The language complexity is a connected topic. The C standard is 200 pages. C++ is about 1000,
with lots of implementation-dependent stuff. The puny paper which is considered to be the
Java semantics description is just a fun. Its authors just kept silence on all interesting and
intriguing moments - (yes, where the pitchforks are lying) - the moments which are most
interesting for a compiler writer. Looks like they considered that nobody can make things
worse than they.
It’s obvious - the simpler the language, the harder is to make a semantic error in it. If a
brief and complete language description is 1000 pages - can you expect the average programmer
to know the language 50%? No. Then can you expect that a complex operator really means what the
programmer intended?
Then. Standard libraries. From the industrial point of view - again, the simpler, the better.
If such a library (especially a dynamic one) has a bug - this is a disaster. If developers have
not found it - then the users will. If they found it and worked it around - then the user
will have problems with the newer library version with the bug fixed (everything was coded
assuming the bug!). The 100% backward compatibility of the libraries is a requirement too.
Now please tell me - any Java library which meets these conditions? Or any Java procedure
without a misbehavior? I will not say that one must spend half of a life to teach these
libraries.
Yet another problem. The language age. The elder the language, the better and deeper the
developers know it. Concerning C, everybody knows what is possible to do and what is possible
but not recommended. With new-fashion languages there is no such experience, and the experience
is written by blood like army’s Sentry Service Regulation. Also do not forget that the compiler
developers are no gods and can mistake themselves, thus the bug probability in C compiler is
much lesser then in C++ (it is not necessary to work hard to find a bug in Java compiler,
especially Sun’s - the bugs will find you themselves).

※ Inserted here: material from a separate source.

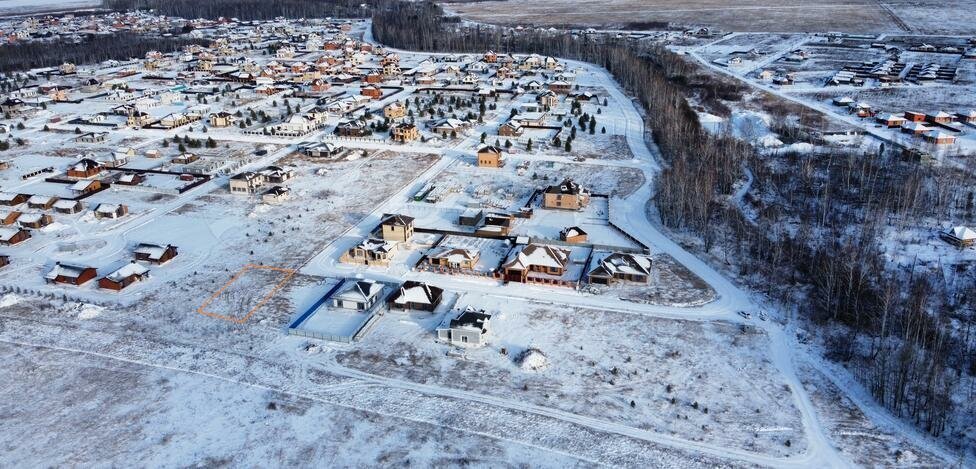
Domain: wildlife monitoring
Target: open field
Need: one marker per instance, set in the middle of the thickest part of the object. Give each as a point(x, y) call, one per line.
point(748, 15)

In brief. In OS development and other serious project development there are very strict
performance and reliability requirements.
The first depends on the language heavily. The second depends on testing, programming
discipline and code readability/editability, which are also very much language-dependent.

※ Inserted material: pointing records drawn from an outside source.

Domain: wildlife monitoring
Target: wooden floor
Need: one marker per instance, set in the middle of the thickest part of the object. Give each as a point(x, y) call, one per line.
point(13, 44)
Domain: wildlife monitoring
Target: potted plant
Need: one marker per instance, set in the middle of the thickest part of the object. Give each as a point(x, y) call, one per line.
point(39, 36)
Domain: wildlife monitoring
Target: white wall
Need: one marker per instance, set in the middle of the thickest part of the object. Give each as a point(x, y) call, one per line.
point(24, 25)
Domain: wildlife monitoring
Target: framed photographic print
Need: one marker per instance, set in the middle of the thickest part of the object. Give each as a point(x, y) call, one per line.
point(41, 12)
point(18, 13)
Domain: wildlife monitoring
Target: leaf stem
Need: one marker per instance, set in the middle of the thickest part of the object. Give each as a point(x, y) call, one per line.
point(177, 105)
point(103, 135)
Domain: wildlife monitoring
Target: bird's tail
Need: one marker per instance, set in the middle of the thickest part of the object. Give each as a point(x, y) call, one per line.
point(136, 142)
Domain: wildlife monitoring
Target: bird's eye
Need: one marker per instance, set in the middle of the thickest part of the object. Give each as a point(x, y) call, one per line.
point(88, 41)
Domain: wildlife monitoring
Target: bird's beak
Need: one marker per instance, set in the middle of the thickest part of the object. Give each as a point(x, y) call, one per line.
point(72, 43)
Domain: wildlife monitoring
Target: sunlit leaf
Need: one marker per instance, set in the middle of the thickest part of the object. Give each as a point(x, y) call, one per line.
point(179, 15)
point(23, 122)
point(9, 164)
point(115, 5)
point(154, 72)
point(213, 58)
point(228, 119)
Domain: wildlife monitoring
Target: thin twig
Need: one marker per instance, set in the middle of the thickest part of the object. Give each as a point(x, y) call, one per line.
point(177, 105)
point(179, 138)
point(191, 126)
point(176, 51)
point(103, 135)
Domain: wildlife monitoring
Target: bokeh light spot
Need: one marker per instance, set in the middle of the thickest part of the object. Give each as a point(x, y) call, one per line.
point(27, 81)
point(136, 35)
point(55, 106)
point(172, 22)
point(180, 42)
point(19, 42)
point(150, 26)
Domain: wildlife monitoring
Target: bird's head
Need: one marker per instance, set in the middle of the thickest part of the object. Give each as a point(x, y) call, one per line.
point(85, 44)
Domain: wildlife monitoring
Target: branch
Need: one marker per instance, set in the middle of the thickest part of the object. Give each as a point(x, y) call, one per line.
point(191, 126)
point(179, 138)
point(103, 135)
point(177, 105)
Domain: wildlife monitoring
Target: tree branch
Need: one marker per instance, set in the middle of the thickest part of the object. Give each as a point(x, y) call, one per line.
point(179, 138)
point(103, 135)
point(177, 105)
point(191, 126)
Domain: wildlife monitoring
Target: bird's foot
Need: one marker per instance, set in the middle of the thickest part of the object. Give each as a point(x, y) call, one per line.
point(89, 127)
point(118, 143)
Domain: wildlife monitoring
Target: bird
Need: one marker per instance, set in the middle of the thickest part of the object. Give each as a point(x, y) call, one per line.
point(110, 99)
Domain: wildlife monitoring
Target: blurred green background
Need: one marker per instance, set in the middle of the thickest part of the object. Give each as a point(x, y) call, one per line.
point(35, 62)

If you will have a thorough look, then all good serious programs are written in C with some
assembler. Word. Excel. NT kernel. Linux kernel. Code generators (VC and GNU etc. GNU code
generator is unsuitable for sure - though can generate a good code if the stars are aligned
properly). The only good C++ program I know is MSSQLServer.
Let’s look on C++ software. Exchange Server. Outlook. PowerPoint. WMP.
Any comments?
Surely, all of the above is for big industrial projects, with millions and tens of millions
code lines and at least 50 developers working on it. The above is not relevant for the
“t.c”-like apps 100 lines long - they can be written in any language.

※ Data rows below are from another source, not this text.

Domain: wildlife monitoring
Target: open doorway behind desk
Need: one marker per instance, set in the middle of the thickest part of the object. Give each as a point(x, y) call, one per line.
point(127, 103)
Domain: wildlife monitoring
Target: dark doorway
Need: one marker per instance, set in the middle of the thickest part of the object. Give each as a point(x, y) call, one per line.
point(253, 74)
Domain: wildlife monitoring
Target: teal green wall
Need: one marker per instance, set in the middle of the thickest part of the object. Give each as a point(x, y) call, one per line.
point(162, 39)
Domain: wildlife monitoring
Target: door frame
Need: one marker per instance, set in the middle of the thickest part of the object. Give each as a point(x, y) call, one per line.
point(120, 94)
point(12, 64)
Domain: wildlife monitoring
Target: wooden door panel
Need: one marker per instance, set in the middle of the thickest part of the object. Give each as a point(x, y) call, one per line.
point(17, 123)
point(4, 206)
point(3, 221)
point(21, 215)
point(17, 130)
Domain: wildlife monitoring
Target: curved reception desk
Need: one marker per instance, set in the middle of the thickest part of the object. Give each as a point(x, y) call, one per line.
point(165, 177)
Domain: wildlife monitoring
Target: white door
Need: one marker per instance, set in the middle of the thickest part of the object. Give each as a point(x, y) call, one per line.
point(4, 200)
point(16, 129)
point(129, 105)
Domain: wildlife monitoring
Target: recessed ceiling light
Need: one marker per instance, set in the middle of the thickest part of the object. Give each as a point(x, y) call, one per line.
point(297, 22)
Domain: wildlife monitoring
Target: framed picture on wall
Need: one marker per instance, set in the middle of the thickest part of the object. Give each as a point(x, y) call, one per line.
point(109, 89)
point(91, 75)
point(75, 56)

P.S. Here I threw lots of mud to Java but not C#. But, considering the above, and the intimate
relation between the 2 languages, I think that there can be a based opinion that the 2
languages will have the common problems.
(end)
- Dunno the English word for this. A well-known beetroot-like vegetable. A ball-formed root
about 4cm in diameter, of magenta skin with white inside and with a long mouse-like “tail”.
The name of the plant is also used in Russian slang as “bad guy”. - “By the left leg” - in a hurry, without proper thinking, by using “Hey! It works!” attitude.
- Pitchfork. Step on it - and it will strike your face with a wooden handle. “Can of worms”
is probably the exact English translation.